Input Sanitation
Data enrichment systems ingest user-provided data from sources like:
- CRMs
- ATSs
- Web forms
User-provided data can contain mistakes or be invalid. Pipe0 has a robust sanitation layer to clean and regenerate data.
Cleanup
The following request payload contains common errors but will be processed successfully.
{
"pipes": [
{
"pipe_id": "company:identity@1",
},
],
"input": [
{
"id": 1,
"name": "Susi Jui",
"company_websiste_url": "pipe0.com", // missing protocol 'https://'
"email": "mailto:susi@pipe0.com", // "malto:" prefix
"personal_website_url": "wwwww.susi.com" // wwww instad of www
},
{
"id": 2,
"name": "Tom Schmidt",
"company_name": "Pipe0",
"company_websiste_url": "not today" // invalid: expected URL
},
],
}
Here’s how we clean this request:
- Parse URLs into a consistent format and clean common mistakes
- Parse email addresses into a consistent format and clean common mistakes
- Fix obvious typos and remove invalid characters
- Parse data formats on demand (int > float, float > int, int > string)
Regeneration
In our example, "company_websiste_url": "not today"
is not a valid URL.
Because company_websiste_url
is an output field of company:identity@1
,
we can find the correct value.
During processing, company:identity@1
detects that company_websiste_url
is of invalid format
and replaces it with the correct value.
The result may look like this:
{
"id": 2,
"name": "Tom Schmidt",
"company_name": "Pipe0",
"company_websiste_url": "https://valid-url.com" // healed
},
Valid input values are not regenerated. Instead, they are copied from the input
to the record.
Incomplete data
It is common for input data to be incomplete.

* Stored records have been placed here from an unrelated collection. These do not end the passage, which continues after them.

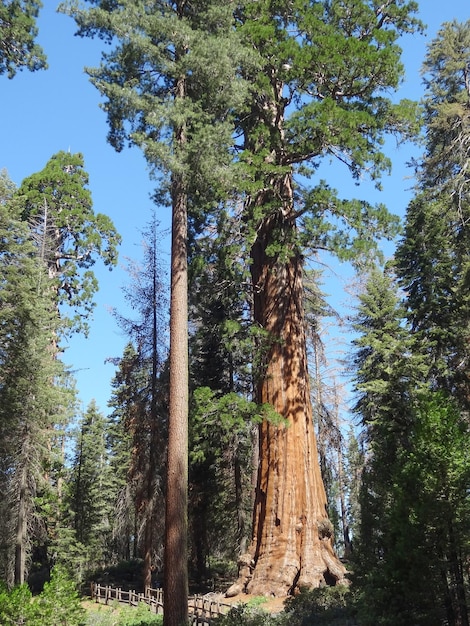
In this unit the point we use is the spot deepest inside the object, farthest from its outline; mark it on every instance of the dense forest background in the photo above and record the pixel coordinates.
(86, 487)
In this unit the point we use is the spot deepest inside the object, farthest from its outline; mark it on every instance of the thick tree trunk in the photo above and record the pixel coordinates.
(292, 544)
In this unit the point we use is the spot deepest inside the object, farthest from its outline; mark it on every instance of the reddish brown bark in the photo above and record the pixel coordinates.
(292, 545)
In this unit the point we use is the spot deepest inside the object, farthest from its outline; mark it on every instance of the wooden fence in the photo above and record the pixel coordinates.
(201, 609)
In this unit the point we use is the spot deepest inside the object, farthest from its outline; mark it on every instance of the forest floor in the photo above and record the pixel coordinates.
(268, 604)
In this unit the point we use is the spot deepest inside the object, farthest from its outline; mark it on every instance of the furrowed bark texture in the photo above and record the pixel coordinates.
(176, 519)
(292, 544)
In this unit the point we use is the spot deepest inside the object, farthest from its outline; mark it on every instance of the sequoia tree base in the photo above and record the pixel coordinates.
(264, 579)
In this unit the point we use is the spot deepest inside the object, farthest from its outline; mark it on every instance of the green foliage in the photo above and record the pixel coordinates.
(243, 615)
(139, 616)
(327, 606)
(90, 494)
(15, 605)
(57, 205)
(59, 603)
(18, 48)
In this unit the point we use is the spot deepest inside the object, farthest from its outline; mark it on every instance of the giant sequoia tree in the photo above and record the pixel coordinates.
(326, 68)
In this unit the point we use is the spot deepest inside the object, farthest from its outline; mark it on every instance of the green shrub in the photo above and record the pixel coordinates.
(326, 606)
(139, 616)
(59, 602)
(243, 615)
(124, 616)
(15, 605)
(57, 605)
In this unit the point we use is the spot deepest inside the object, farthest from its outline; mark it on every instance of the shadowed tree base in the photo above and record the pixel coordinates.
(292, 542)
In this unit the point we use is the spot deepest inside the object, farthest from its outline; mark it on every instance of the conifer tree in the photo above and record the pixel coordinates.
(321, 90)
(18, 30)
(432, 258)
(165, 94)
(125, 442)
(30, 404)
(221, 348)
(146, 296)
(57, 205)
(90, 498)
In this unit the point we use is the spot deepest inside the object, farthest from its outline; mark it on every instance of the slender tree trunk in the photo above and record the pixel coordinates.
(176, 520)
(21, 527)
(292, 544)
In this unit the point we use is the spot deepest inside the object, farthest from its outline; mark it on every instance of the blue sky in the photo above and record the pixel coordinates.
(58, 109)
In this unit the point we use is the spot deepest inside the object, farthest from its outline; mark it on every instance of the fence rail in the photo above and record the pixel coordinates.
(201, 609)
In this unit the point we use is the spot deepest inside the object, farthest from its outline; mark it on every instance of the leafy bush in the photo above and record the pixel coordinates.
(244, 615)
(127, 616)
(15, 605)
(139, 616)
(57, 605)
(328, 606)
(59, 602)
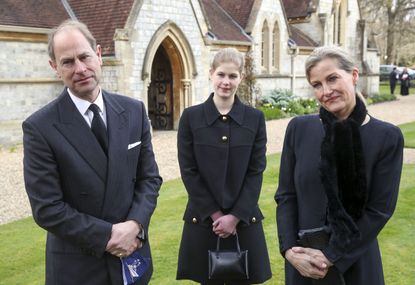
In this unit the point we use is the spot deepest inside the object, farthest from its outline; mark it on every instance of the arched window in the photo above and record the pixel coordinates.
(276, 47)
(339, 22)
(265, 47)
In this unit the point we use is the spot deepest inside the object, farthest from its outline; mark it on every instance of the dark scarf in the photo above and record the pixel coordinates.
(342, 171)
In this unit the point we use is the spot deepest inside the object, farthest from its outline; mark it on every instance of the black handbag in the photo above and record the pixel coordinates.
(228, 265)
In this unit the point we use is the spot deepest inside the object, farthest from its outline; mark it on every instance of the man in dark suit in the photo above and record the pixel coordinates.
(393, 77)
(93, 191)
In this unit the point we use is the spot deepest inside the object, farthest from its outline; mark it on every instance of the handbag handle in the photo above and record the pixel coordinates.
(237, 243)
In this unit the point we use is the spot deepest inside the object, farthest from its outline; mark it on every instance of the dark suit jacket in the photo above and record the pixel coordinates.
(222, 159)
(302, 203)
(77, 193)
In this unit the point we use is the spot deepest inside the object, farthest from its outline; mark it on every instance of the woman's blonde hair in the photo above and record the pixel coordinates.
(229, 55)
(343, 59)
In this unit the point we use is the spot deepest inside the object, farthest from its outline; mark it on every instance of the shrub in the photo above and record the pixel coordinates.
(280, 103)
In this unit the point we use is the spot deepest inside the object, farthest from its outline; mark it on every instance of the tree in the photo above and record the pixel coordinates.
(248, 90)
(393, 23)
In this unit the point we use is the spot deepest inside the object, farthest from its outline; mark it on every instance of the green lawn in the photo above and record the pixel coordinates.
(22, 250)
(408, 131)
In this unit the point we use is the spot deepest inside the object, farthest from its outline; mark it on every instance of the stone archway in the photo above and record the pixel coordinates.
(169, 53)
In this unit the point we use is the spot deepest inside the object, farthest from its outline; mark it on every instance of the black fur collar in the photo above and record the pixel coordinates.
(342, 171)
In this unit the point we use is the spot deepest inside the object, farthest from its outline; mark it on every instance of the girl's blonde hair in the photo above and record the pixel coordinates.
(229, 55)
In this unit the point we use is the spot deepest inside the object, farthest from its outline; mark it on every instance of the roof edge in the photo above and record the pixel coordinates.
(24, 29)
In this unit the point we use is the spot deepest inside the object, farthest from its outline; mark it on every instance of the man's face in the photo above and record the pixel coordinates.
(77, 64)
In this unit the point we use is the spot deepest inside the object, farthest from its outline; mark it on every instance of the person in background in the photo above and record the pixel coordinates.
(405, 82)
(221, 150)
(338, 181)
(393, 78)
(89, 169)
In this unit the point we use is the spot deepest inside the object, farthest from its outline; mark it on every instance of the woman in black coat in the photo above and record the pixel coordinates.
(221, 150)
(338, 183)
(405, 82)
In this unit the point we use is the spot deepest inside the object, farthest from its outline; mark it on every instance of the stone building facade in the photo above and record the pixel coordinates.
(159, 51)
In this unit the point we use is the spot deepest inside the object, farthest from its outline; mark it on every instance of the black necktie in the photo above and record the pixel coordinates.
(98, 127)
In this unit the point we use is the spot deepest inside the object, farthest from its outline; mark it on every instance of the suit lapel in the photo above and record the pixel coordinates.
(74, 128)
(117, 122)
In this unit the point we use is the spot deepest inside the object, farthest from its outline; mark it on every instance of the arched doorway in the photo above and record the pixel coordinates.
(160, 92)
(169, 63)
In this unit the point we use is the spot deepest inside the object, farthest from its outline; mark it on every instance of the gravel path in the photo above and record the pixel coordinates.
(14, 204)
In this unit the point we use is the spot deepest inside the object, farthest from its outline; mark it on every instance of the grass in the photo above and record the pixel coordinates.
(22, 250)
(408, 131)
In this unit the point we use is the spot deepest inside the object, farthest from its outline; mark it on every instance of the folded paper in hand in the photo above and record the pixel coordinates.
(133, 267)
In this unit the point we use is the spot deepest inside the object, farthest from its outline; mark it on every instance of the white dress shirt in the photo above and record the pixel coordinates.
(83, 107)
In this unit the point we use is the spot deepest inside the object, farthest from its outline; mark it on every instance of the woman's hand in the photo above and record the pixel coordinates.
(225, 226)
(307, 262)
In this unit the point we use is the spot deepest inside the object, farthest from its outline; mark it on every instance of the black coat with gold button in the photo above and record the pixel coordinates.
(222, 158)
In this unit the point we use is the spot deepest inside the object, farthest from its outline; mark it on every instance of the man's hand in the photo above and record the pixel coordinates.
(306, 265)
(317, 257)
(225, 226)
(124, 239)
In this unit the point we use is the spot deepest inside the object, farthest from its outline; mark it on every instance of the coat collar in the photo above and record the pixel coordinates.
(75, 129)
(212, 114)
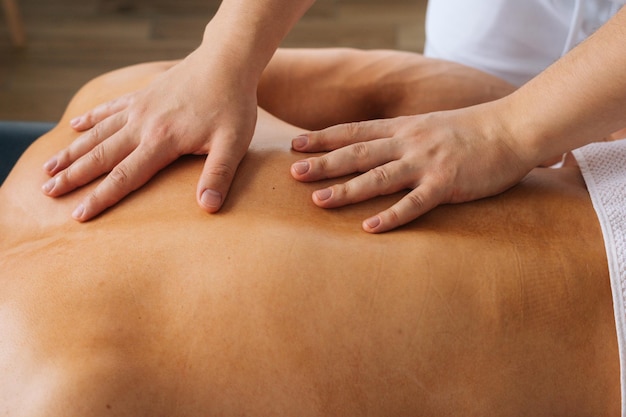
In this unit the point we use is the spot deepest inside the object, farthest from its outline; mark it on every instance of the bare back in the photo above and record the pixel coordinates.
(276, 307)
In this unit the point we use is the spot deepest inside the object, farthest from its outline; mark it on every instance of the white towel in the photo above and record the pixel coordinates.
(603, 166)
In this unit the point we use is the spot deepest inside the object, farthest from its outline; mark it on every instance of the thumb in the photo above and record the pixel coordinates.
(216, 178)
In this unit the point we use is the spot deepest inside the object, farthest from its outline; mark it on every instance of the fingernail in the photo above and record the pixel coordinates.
(300, 142)
(301, 167)
(372, 222)
(323, 194)
(78, 212)
(50, 165)
(49, 185)
(211, 199)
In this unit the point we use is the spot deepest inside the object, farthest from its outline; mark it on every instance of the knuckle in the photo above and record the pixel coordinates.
(416, 202)
(221, 170)
(353, 130)
(119, 177)
(97, 156)
(361, 151)
(381, 176)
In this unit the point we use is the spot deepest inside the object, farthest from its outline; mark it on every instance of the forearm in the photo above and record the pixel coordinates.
(246, 33)
(579, 99)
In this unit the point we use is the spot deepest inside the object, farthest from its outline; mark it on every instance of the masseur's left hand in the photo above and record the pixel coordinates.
(445, 157)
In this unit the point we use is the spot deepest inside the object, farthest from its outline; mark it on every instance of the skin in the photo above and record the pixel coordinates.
(355, 85)
(546, 118)
(463, 155)
(139, 313)
(204, 105)
(498, 307)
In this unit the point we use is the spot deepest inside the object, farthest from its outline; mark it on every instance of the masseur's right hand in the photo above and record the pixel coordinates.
(204, 105)
(196, 107)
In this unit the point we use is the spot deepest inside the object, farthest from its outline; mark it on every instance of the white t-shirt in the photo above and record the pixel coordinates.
(513, 39)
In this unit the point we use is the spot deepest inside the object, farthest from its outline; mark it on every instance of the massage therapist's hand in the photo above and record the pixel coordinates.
(446, 157)
(199, 106)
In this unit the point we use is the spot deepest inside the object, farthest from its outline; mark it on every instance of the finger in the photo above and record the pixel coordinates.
(130, 174)
(342, 135)
(101, 159)
(358, 157)
(99, 113)
(217, 176)
(416, 203)
(84, 143)
(382, 180)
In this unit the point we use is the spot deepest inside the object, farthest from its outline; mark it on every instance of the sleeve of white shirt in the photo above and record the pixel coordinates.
(512, 39)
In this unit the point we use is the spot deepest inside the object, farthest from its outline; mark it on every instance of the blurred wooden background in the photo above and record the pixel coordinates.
(72, 41)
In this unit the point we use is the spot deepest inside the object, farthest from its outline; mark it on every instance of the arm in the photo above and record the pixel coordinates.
(579, 99)
(475, 152)
(204, 105)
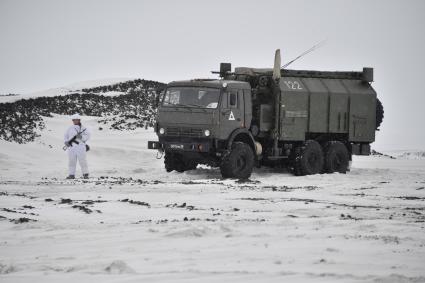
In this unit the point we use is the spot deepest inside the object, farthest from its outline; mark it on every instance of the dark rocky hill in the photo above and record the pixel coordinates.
(20, 120)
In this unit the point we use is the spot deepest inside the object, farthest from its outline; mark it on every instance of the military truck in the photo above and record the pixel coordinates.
(308, 121)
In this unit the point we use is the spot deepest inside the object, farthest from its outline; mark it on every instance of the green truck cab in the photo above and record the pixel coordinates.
(308, 121)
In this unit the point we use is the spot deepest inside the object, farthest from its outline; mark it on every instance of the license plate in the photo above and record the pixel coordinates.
(176, 146)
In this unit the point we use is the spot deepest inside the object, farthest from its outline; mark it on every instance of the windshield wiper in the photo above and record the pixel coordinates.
(198, 106)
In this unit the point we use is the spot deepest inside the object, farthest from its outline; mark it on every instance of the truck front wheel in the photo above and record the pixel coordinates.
(238, 163)
(337, 158)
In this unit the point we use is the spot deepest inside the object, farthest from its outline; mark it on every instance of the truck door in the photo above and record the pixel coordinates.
(232, 114)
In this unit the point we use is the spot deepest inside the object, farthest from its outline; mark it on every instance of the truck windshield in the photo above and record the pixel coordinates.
(192, 97)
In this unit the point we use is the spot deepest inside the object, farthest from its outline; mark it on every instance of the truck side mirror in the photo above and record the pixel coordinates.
(158, 94)
(225, 68)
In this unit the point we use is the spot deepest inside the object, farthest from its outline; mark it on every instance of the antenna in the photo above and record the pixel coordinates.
(314, 47)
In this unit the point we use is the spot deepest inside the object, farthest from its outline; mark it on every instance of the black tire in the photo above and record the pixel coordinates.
(379, 113)
(238, 163)
(173, 161)
(308, 159)
(337, 157)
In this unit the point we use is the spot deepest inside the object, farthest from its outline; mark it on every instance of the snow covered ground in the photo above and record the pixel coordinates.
(133, 222)
(72, 88)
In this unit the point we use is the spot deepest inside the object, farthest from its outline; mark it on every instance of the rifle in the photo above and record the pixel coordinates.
(72, 140)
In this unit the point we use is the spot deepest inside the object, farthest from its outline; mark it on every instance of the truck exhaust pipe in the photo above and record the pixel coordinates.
(276, 91)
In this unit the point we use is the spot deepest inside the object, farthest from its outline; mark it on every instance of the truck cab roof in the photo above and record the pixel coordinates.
(215, 83)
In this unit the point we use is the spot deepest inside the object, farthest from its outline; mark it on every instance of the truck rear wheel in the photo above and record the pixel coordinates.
(308, 159)
(337, 157)
(238, 163)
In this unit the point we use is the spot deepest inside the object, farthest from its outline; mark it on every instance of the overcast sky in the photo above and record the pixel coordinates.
(47, 44)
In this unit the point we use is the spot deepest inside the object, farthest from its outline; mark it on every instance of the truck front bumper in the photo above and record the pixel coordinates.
(194, 146)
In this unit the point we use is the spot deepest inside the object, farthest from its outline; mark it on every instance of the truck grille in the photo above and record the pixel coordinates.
(183, 132)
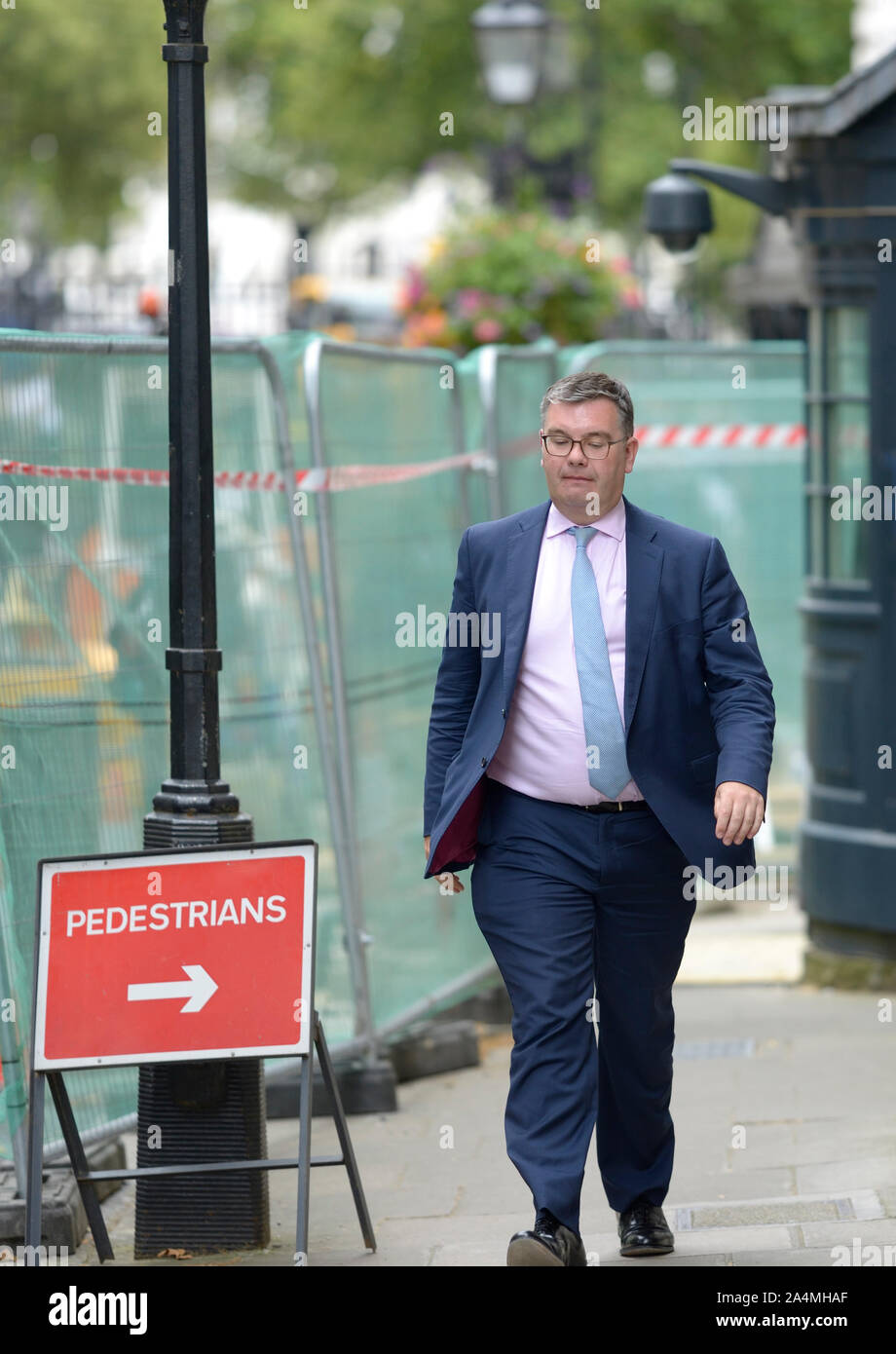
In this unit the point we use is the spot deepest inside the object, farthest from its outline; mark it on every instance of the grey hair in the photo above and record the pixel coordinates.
(592, 385)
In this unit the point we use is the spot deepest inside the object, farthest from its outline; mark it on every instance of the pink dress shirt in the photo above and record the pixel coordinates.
(542, 749)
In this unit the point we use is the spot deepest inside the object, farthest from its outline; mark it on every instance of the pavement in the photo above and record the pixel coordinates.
(784, 1103)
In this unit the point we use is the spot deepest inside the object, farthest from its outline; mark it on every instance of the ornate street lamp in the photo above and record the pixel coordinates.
(512, 40)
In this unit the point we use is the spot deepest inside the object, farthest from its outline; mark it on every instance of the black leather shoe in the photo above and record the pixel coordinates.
(643, 1229)
(548, 1243)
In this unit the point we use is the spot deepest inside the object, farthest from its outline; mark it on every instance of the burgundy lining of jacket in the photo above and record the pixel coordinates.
(458, 843)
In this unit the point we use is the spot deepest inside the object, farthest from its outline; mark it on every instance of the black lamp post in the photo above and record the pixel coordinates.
(510, 35)
(521, 55)
(194, 1111)
(512, 42)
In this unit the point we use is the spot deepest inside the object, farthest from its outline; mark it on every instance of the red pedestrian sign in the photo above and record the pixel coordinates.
(174, 955)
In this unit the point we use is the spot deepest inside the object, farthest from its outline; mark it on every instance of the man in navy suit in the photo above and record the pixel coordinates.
(610, 742)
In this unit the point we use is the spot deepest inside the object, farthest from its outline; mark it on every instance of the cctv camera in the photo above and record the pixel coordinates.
(677, 210)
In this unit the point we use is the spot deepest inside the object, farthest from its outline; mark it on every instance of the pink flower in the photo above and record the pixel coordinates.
(487, 330)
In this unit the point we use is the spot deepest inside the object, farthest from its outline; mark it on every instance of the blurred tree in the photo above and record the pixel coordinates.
(80, 80)
(356, 93)
(316, 100)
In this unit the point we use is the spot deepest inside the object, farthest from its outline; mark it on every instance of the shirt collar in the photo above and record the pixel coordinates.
(612, 523)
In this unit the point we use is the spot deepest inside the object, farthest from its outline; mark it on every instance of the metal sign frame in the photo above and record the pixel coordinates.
(48, 870)
(44, 1072)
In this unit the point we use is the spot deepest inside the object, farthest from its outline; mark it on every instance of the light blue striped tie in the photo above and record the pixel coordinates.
(603, 723)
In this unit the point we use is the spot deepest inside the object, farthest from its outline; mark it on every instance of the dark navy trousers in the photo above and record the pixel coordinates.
(572, 902)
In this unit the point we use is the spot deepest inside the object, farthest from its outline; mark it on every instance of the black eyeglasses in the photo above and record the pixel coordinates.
(594, 448)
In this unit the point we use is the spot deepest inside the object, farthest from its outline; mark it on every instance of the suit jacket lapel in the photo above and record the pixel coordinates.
(523, 566)
(643, 566)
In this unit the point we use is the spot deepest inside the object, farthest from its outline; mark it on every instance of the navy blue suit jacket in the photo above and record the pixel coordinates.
(697, 705)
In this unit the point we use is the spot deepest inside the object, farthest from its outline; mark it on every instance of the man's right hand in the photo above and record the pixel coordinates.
(448, 883)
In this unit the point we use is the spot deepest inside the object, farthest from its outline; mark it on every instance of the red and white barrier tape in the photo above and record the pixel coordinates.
(740, 436)
(336, 478)
(315, 479)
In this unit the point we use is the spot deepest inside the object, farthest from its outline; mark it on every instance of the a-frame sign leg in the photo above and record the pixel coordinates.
(35, 1169)
(305, 1160)
(341, 1128)
(80, 1166)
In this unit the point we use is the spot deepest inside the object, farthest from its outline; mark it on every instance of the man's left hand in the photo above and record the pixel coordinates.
(739, 811)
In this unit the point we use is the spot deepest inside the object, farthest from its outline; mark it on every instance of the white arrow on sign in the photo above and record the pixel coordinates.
(198, 989)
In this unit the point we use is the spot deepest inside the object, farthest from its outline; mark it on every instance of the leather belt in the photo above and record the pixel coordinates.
(615, 806)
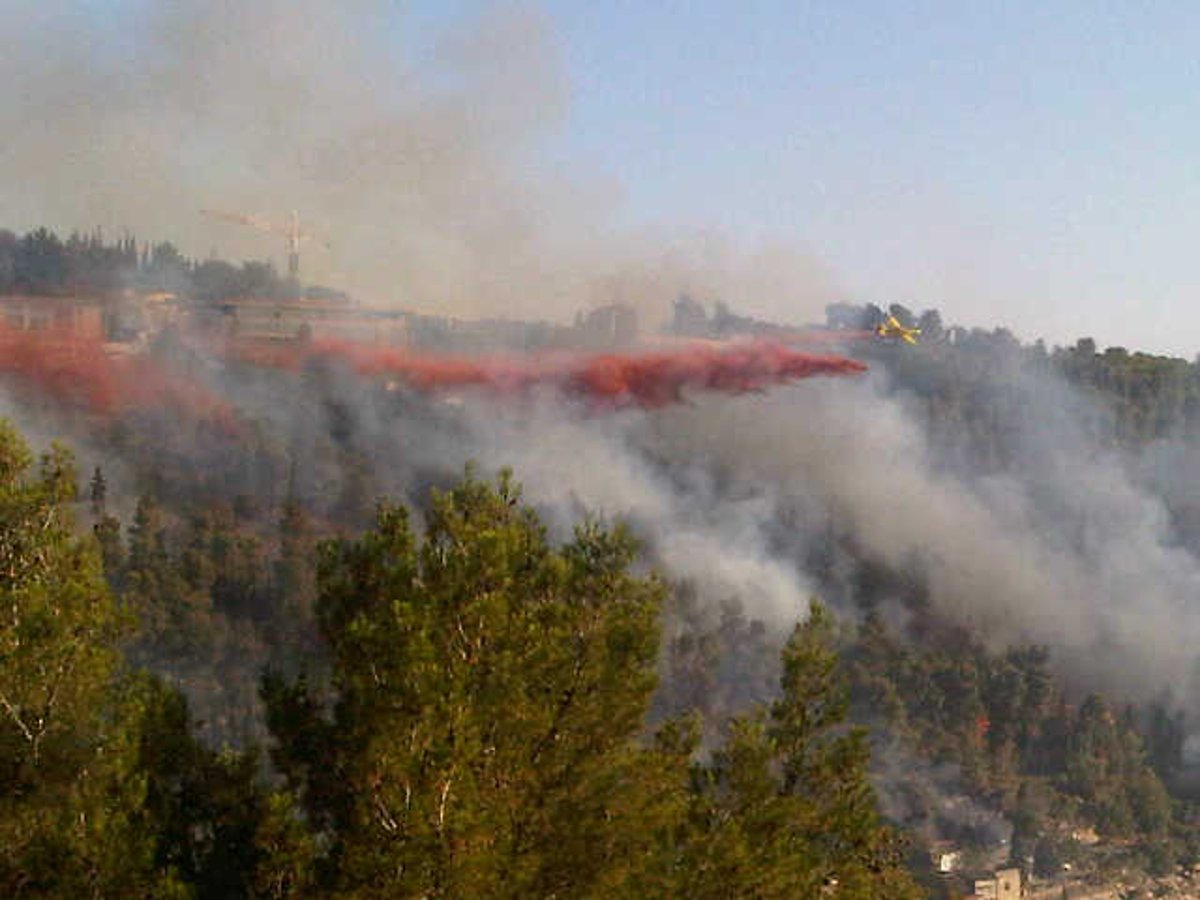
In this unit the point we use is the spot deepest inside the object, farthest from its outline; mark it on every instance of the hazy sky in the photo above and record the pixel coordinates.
(1020, 163)
(1025, 165)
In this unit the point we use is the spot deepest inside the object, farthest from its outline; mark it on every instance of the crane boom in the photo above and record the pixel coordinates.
(291, 231)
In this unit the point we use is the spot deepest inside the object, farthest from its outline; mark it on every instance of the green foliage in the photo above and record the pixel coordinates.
(71, 791)
(490, 690)
(785, 808)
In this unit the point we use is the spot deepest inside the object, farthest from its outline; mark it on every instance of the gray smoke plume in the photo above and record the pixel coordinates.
(421, 154)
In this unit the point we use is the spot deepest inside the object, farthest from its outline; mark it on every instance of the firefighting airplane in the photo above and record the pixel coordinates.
(891, 327)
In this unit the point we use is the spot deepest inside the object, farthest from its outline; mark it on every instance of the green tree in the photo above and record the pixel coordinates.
(71, 819)
(786, 809)
(490, 693)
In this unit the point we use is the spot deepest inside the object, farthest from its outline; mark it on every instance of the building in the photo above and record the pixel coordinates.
(76, 317)
(1003, 885)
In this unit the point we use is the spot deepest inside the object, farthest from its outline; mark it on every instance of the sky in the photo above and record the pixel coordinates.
(1024, 165)
(1019, 165)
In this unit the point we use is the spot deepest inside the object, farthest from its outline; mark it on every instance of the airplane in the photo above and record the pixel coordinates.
(891, 327)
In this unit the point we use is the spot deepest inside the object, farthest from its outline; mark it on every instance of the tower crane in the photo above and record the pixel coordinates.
(292, 231)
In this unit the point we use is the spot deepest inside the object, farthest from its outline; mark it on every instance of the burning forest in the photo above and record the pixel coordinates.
(490, 570)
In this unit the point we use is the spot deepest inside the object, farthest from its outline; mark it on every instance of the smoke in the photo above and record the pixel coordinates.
(424, 154)
(1062, 547)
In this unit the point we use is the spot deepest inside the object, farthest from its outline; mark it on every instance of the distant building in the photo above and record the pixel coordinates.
(612, 325)
(67, 316)
(946, 857)
(1003, 885)
(301, 319)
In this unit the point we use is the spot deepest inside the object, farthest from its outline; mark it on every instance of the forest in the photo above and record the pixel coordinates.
(367, 642)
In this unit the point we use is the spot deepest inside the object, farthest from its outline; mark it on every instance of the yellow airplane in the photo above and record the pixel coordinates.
(891, 327)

Failing the entire task because one input object cannot be processed is impractical and annoying.
Partially missing input fields
If we find at least one input object that can be processed, pipeline validation will pass.
Let’s look at the following request payload:
{
"pipes": [
{
"pipe_id": "company:identity@1",
},
],
"input": [
{
"id": 1,
"name": "Susi Jui",
"company_name": "Pipe0",
"company_websiste_url": "pipe0.com",
},
{ // CANNOT be processed by "company:identity@1"
"id": 2,
// required `company_name` missing
},
],
}
The pipe company:identity@1
requires the input field company_website_url
which is not present
in record id=2
. In this case:
- Pipeline validation passes
- Record
id=1
is processed in full. - Record
id=2
has failed fields
No input object has required input fields
Let’s look at another example:
{
"pipes": [
{
"pipe_id": "company:identity@1",
},
],
"input": [
{ // CANNOT be processed by "company:identity@1"
"id": 1,
"name": "Susi Jui",
},
{ // CANNOT be processed by "company:identity@1"
"id": 2,
"name": "Tom Schmidt"
},
],
}
No input object has the required field company_websiste_url
. The request will fail during pipeline validation.
The entire task will fail before processing starts.
Never fail a task
In practice, dealing with failing tasks can be annoying. If you don’t want to deal
with failing task, there’s an escape hatch: If you define the expected input fields and set them to null
, pipeline validation will
pass. The task will not fail. Instead, only individual fields fail.